Making Tech Teams More Efficient

Now is the time to invest in making technology teams more effective. The COVID-19 pandemic made remote work the rule, bringing significant changes to how they communicate, not only through a screen but by changing rituals, daily routines, and team dynamics.

In our experience advising Tech organisations in M&A and modernisation projects, we see how these changes impact results and how much can be gained or lost. Leaders can use this moment to adapt and improve how their teams work.

“Any organization that designs a system (defined broadly) will produce a design whose structure is a copy of the organization’s communication structure.” - Melvin Conway

How a company communicates always leaves its mark on artifacts (e.g. documentation, system architecture, source code, tests), processes, and metrics. We find this in every project by leveraging the treasure troves of data held in software development tools, such as git, Jira, and TFS.

Moving entire teams to remote working will cause a significant impact on the systems they build, their effectiveness, and ultimately their return on investment. Such change can lead to problems such as becoming slower at delivery, with delayed revenues and missed opportunities.

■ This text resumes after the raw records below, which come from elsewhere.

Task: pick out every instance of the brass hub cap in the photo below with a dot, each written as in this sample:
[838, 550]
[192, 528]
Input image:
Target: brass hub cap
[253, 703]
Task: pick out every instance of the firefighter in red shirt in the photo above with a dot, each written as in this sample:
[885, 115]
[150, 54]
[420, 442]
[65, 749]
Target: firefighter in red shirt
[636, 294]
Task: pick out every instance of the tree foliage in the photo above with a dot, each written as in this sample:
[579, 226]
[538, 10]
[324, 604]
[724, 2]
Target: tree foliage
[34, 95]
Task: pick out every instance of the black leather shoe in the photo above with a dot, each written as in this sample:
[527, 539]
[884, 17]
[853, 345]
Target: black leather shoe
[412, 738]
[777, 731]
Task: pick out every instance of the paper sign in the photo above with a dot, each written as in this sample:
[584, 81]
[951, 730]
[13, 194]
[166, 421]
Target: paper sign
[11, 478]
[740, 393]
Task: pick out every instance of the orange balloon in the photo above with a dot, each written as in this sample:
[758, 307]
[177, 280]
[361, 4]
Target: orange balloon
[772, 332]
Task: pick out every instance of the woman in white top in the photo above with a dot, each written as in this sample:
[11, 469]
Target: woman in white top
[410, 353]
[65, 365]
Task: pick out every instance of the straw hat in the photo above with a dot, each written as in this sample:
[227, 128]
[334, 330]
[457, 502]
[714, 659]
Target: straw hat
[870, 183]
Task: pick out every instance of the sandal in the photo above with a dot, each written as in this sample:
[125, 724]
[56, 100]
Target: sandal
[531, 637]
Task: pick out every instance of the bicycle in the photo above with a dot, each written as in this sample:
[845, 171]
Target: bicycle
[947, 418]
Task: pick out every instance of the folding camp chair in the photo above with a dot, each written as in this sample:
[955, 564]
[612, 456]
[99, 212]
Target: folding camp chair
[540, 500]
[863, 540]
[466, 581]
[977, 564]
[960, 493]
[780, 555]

While almost any corporate issue can be attributed to poor communication, fixing them requires a more specific understanding. Take the following examples from some of the software due diligence work we have done:

  1. In one case we found that poor developer onboarding and fast growth caused teams to be unable to fully complete their work until a senior developer could come to help;

  2. In another, a best-effort approach to modernizing the legacy system made the code so complex that anyone changing it would end up breaking something else;

While we call attention to these risks, some could say that most developers already work from home frequently and that this is more of the same. Gitlab, self-proclaimed largest all-remote company in the world, lists the following remote drawbacks:

  1. Working remote can feel lonely;

  2. Onboarding remote workers can be difficult;

  3. It can cause a breakdown in communication skills.

While these are some of the actions they have taken:

  1. Having an intentional structure to informal communications;

  2. Building self-directed and self-guided onboarding processes;

  3. Implementing a Results value, where results (as opposed to hours) are measured.

This is similar to the work we do when advising on post-merger integrations and transforming teams.

Our team of independent experts, interpret development data within its context to provide insights and recommendations so our clients can achieve better results. Such transparency sometimes hits hard on the parties involved, but never as hard as the consequences of not reflecting and acting.